Learning in Finite Models

Martin Grohe

(joint work with Gyorgy Turan)


The general problem of concept learning is to identify an unknown set from a given class of sets. The given class, referred to as the concept class, represents the possible classifications of the elements of the universe, and the unknown set, also called the target concept, is the actual classification. We consider the setup of predicate logic learning in finite structures, where the universe is the set of elements (or, more generally, tuples of elements) of a finite relational structure, and concepts are classes of sets definable by predicate logic formulas.

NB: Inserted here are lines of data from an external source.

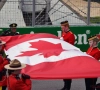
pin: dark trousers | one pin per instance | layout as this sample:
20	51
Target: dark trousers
90	83
67	83
4	87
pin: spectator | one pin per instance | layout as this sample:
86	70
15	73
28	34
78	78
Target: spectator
14	81
69	37
94	51
11	31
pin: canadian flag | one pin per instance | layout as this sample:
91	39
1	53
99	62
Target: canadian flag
48	57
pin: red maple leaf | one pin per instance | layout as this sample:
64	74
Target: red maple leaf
44	48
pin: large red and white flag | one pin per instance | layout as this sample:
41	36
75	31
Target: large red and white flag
48	57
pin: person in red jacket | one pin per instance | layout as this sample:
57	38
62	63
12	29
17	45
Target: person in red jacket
17	81
3	62
69	37
94	51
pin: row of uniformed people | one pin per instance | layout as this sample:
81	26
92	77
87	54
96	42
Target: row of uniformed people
93	50
14	81
68	36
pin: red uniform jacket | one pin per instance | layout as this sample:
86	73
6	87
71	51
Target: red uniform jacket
68	37
3	62
94	52
18	84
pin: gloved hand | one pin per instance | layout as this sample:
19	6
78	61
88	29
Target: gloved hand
24	76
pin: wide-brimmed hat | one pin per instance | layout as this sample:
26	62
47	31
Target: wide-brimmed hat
15	65
2	42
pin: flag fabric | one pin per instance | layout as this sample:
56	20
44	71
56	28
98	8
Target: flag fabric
48	57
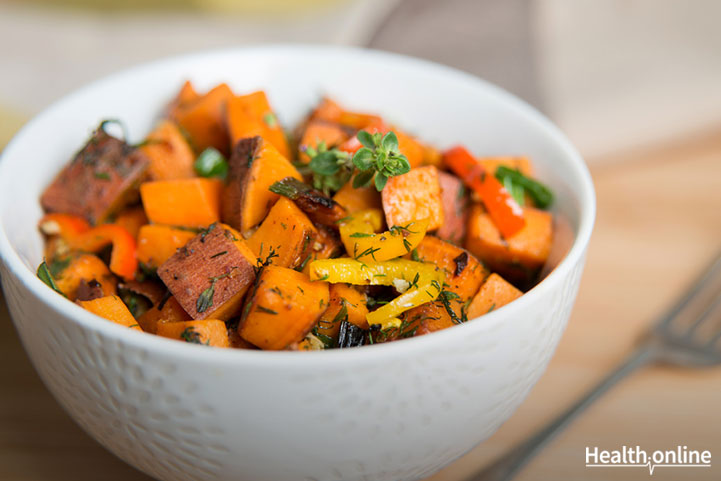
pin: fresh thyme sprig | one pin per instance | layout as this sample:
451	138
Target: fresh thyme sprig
378	160
379	156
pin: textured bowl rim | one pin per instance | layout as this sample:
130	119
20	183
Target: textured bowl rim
579	171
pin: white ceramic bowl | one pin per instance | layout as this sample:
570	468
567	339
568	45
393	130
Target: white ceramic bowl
392	412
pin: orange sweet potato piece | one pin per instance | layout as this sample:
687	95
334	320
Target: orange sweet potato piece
494	293
326	245
318	131
132	219
251	115
427	318
282	309
455	208
342	295
186	95
330	111
414	196
85	268
204	119
355	200
209	332
210	275
464	273
253	167
169	152
113	309
100	180
520	163
287	231
183	202
168	311
519	257
157	243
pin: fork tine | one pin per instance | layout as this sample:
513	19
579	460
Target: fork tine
696	288
704	316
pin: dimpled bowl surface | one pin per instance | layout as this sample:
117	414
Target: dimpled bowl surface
391	412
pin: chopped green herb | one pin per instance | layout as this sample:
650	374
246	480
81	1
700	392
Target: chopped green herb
541	195
205	300
192	336
211	163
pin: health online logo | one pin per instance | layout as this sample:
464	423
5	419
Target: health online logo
634	457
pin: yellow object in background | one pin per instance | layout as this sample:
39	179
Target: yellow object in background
10	123
245	6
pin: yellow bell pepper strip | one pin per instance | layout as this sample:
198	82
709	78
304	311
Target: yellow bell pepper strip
418	281
363	243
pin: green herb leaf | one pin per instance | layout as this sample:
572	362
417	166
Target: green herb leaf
205	299
390	142
380	181
541	195
44	275
366	138
363	159
362	179
211	163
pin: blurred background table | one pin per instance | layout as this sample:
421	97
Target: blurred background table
634	84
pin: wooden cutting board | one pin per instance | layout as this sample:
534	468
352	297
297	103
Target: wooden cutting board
659	222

The identification of the target concept can be exact, as for example in the model of learning with equivalence queries, or approximate, as in the model of probably approximately correct (PAC) learning. It is an interesting fact that several notions of learning complexity turn out to be closely related to certain combinatorial parameters of the concept class. In particular, the sample size for PAC learning is of the same order of magnitude as the Vapnik-Chervonenkis dimension of the concept class, and the query complexity of learning with equivalence queries is closely related to the strong consistency dimension of the concept class. While it is easy to see that these combinatorial parameters are unbounded for predicate logic learning on arbitrary finite structures, we will show that they can be bounded on certain restricted classes of structures such as trees or planar graphs, for the former even if concepts are defined by formulas of monadic second-order logic. These bounds imply positive learnability results for the PAC and equivalence query learnability of definable sets over these structures.